The argument in favor of fully restoring funding for these services stressed that the government is responsible for maximizing the number of citizens with health insurance, that cutbacks on outreach and education reduces signups, and when people do not have insurance it creates a cost to society, as well as to the individual. It was found convincing by 61%, including 83% of Democrats, but only 36% of Republicans.  The argument against emphasized that the cuts are an effective cost-saving measure, that the reduced level of spending is similar to spending on publicizing the Medicare drug benefit and that the ACA is a failing program that should not be propped up with taxpayer-financed advertising. A modest 51% found this argument convincing, including just 21% of Democrats, but 85% of Republicans found it convincing.

Asked for their final recommendation, 58% favored restoring spending on outreach and education for the ACA’s insurance exchanges, including 85% of Democrats, but only 29% of Republicans.

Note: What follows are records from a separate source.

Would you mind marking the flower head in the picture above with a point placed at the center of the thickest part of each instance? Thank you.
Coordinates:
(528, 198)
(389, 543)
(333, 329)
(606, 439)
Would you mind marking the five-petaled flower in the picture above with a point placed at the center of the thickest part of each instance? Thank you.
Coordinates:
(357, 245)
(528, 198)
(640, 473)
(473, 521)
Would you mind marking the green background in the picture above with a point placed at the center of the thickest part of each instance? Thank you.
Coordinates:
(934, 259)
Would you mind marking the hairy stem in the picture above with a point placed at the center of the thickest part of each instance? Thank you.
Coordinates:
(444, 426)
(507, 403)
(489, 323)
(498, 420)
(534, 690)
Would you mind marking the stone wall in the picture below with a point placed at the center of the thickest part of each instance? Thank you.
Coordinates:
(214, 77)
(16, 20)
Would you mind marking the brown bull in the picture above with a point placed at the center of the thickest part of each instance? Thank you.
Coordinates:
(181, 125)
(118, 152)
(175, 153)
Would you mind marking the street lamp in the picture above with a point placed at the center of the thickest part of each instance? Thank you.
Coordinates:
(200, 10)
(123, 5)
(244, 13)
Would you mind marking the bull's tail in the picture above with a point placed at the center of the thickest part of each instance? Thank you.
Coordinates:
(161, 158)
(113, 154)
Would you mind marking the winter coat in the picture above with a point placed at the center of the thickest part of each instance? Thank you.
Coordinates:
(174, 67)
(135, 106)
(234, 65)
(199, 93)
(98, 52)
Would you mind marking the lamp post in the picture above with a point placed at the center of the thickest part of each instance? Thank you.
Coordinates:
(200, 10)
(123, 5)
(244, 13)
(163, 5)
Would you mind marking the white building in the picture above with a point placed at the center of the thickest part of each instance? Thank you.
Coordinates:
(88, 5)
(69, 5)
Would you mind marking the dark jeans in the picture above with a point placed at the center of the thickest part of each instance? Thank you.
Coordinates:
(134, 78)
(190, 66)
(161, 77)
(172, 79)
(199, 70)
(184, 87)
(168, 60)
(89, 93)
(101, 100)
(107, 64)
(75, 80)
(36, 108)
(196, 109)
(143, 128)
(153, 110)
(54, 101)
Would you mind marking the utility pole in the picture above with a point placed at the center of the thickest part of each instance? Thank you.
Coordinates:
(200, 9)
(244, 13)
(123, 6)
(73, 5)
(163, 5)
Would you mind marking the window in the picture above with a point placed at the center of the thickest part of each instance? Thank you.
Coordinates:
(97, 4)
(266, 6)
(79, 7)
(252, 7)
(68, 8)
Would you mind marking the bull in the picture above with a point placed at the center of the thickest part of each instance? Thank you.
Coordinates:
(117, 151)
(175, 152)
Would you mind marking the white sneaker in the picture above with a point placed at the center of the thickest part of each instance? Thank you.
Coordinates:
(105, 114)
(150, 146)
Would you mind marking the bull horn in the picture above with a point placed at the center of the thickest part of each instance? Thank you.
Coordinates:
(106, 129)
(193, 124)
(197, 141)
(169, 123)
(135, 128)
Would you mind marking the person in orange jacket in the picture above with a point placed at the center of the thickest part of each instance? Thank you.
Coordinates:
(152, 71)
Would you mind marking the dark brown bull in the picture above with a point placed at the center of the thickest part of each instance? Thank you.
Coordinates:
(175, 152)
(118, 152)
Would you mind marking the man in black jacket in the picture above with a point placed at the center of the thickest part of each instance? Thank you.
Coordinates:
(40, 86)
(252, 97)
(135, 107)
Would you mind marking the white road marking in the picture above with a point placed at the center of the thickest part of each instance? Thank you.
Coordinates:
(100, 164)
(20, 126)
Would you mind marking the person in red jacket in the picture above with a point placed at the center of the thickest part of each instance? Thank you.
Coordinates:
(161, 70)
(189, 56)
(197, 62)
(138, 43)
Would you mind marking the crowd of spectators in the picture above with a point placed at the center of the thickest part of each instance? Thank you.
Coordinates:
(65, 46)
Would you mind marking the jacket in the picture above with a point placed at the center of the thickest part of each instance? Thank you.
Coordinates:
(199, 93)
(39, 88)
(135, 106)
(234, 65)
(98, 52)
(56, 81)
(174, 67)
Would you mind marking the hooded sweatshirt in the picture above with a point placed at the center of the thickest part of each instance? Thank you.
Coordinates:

The Program for Public Consultation, at the School of Public Policy, University of Maryland, seeks to improve democratic governance by consulting the citizenry on key public policy issues governments face.  Voice of the People is a nonpartisan organization that seeks to re-anchor our democracy in its founding principles by giving ‘We the People’ a greater role in government. Neither organization takes a position on the policy issues it explores.

The survey was conducted online from December 6-13, 2017 with a national probability-based sample of 2,511 registered voters, provided by Nielsen Scarborough from Nielsen Scarborough’s sample of respondents, who were recruited by mail and telephone using a random sample of households. The margin of error was +/- 2.0%.